Janet Maki is from Pamaa, but was born in Port Vila, and grew up in Seaside village. She went to Onesua High School in North Efate up until year 10. After being unable to complete her studies due to financial difficulties, Janet started working for the Melanesian Hotel before eventually finding herself in the real estate industry. She worked at Bladinier Real Estate for 12 years and Jubilee Gardens for 2 years.

In 2015, Janet decided to establish her own agency, Malier Real Estate. Located next to Goodies Corner on top of Billabong, the agency specializes in sub divisions with its clientele largely made up of local Ni-Vanuatu. As she tells us her story, Janet discusses the cultural barriers that she believes economically disempowers women as well as other cultural factors that prevent businesses from expanding in Vanuatu.


The Attitude of ‘Evri Samting I Stret’ Is Killing Our Small Businesses

In our society, we are all about the community. We share everything. Whatever I have, you can have it too. What’s mine is yours and what’s yours is mine. We have this attitude that ‘everything is all right, evri samting i stret’.

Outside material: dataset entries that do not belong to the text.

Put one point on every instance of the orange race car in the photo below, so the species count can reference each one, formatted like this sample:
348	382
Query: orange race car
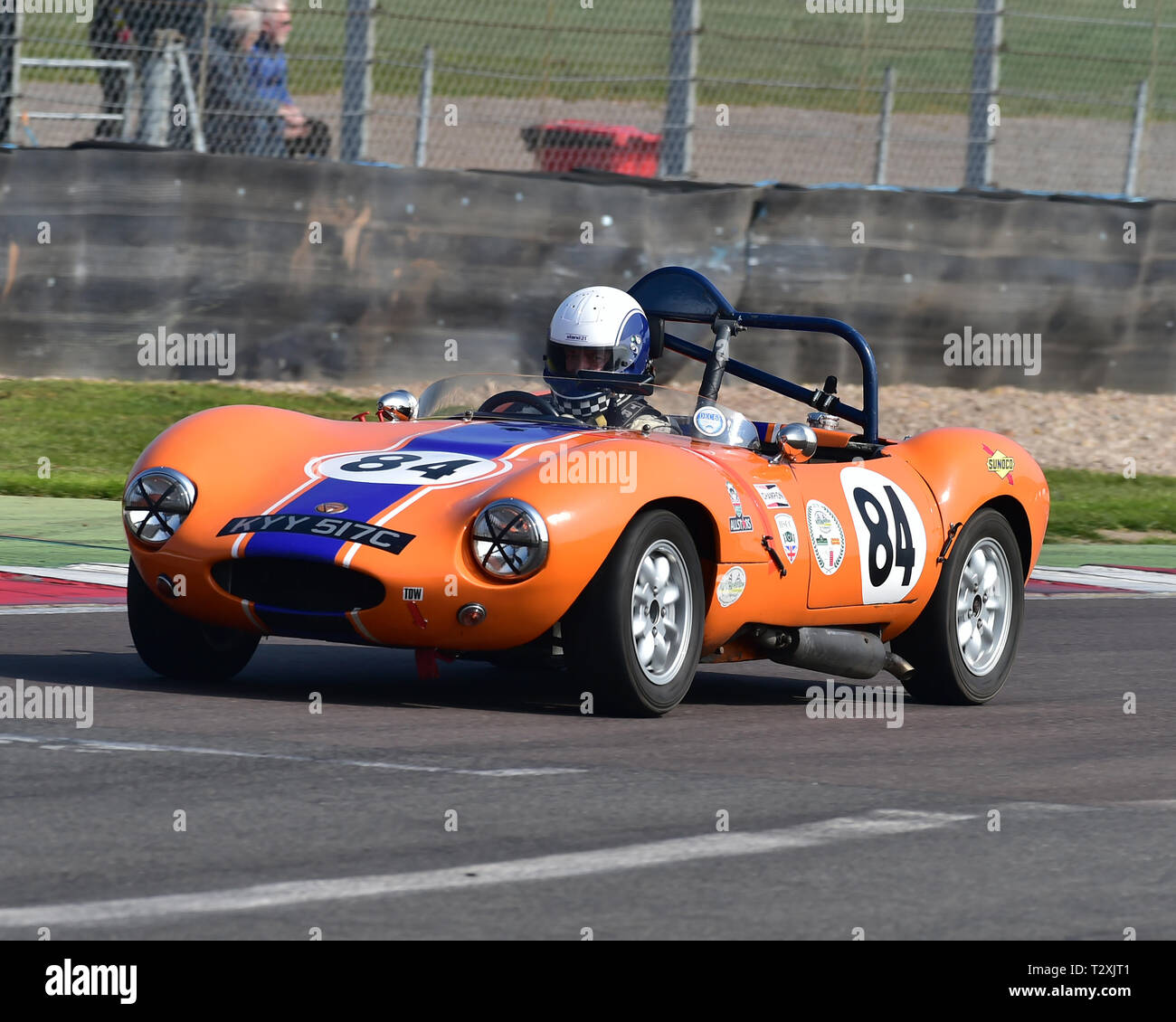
483	521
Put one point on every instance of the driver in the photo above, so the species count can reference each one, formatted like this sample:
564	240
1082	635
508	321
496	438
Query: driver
601	329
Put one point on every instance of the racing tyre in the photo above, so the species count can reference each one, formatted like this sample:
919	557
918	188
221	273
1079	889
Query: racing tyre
179	647
963	643
634	637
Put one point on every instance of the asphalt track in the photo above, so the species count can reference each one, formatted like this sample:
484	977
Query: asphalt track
567	822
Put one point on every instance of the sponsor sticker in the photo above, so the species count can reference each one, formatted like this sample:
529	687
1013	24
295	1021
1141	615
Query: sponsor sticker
789	539
771	494
737	523
828	536
709	421
730	586
1000	463
328	527
733	494
740	524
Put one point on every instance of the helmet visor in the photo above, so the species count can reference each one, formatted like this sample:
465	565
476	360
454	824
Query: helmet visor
567	360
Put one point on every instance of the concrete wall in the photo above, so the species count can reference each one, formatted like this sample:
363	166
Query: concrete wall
412	259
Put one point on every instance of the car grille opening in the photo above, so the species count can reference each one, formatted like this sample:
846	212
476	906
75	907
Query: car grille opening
290	584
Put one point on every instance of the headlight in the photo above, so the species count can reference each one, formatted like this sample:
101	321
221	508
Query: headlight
509	540
156	502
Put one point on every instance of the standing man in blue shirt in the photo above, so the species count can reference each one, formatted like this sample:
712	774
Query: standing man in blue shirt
305	137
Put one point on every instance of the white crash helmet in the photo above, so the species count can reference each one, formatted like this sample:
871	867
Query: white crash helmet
602	319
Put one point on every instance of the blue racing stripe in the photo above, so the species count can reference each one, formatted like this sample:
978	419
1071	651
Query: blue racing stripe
365	500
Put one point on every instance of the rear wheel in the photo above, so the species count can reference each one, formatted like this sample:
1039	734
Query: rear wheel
634	637
963	643
179	647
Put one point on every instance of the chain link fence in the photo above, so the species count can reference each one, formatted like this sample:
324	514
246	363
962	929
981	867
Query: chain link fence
1028	94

But because we have that mentality of ‘everything is all right, evri samting i stret’, we are killing our small businesses. If you run a small store for example, and there’s a wedding or celebration, the family can come and expect to take things from your shop. Even if someone doesn’t have any money for sugar or rice, he can tell you, ‘I’ll pay later’. Then the next thing you know, another family member comes and they say the same thing. And you say its okay, because they are related to you. Then they come back again, one time, two times, and you keep saying it’s all right. You don’t have the guts to say, ‘Hey, you have to pay for that’. For Ni-Vanuatu, you feel like you have to say ‘hemi olraet’. If they don’t pay it back, you say, ‘lego nomo’. But if we went to a Chinese shop, they would say ‘No way’ if you have no money to pay for things.

One of my relatives has a shop and after a year, it closes down, then it starts, and then it breaks down again. It’s not a shop where everything runs from A-Z. His customers are all family members. There are a lot of them who owe money, but as usual, ‘evri samting hemi ol raet’. Our mentality is killing our business and killing our country’s growth. Even if everything is not okay, we say it’s all right. It’s sad. I see so many other little shops that are not going anywhere because their own family members are taking advantage of their community spirit. People are also scared of black magic. They think that if they say no, something bad is going to happen to them. It’s very complex. If you live and grow up in a community like mine, you will understand.

Now that I have my own business, I tell people, even my family, that these are my fees. If you agree then I’ll prepare the papers for you. It’s hard for me. I start to think, ‘Oh no, they don’t make good money,’ but I have to do it. If I can take money from other people for doing my job, then I must do the same for my family. Now I can say no. It has to be this way and that’s it.


‘Sometimes with men, you just have to look at them straight in the eye and talk….’

In life, if you want to have a better standard, you have to move. Before when I was working for someone else, it was okay if I didn’t work that hard, I would still get my salary at the end of the month. But when you work for yourself, you have to run if you want to make money. I really love doing it. It’s a big challenge but I feel like I have my own wings now.

There are challenges in dealing with men in business. There is a lack of respect. Men think they have power over women, especially when you’re a woman running your own business. They come into my office and start to order me around – do this, do that, do it now. I’m lucky I have the character to tell them that this isn’t how it’s going to be done. I have to say, ‘This is my office, this is my space, if you’re not happy, get out.’ I don’t say it to make them upset. But sometimes with men, you just have to look at them straight in the eye and talk.

Ni-Vanuatu Girls Are Taught Not To Talk But Talking Is The Answer To Everything

Ni-Vanuatu girls are afraid to talk. It’s the way our culture is. My husband, Yves Chevalier, taught me not to by shy. Being with Yves all these years has brought down my barriers and lifted my spirits. He’ll encourage me and tell me to go for it. I was not like this before. I used to be shy and afraid if I had to see a boss. It took time, but now I take everyone as they are. No one is better and no one is worse. I think that communication is the key to solving problems. If you talk, you get what you want. You get your problems solved. Talking is the answer to everything. It gets things moving.

A house girl will break a glass and instead of saying, ‘Excuse me I broke this’, she will hide it from her boss. He would understand. These things happen. But if you hide it and he comes home wanting a glass of water and he can’t find a glass, that’s when he’ll get upset. Even in offices, both women and men are afraid to talk. If there’s a problem, they won’t tell their superiors, they’ll try hiding it instead of solving it! If not, they will blame other people and say it’s not their fault.

We don’t face our problems. We hide. We blame others. Or we say ‘Leave it until tomorrow’. If there’s a problem to solve or something to do today, do it TODAY. It’s in our culture to say ‘tomorrow, tomorrow’ but then nothing gets finished. And this is why our country can’t go forward.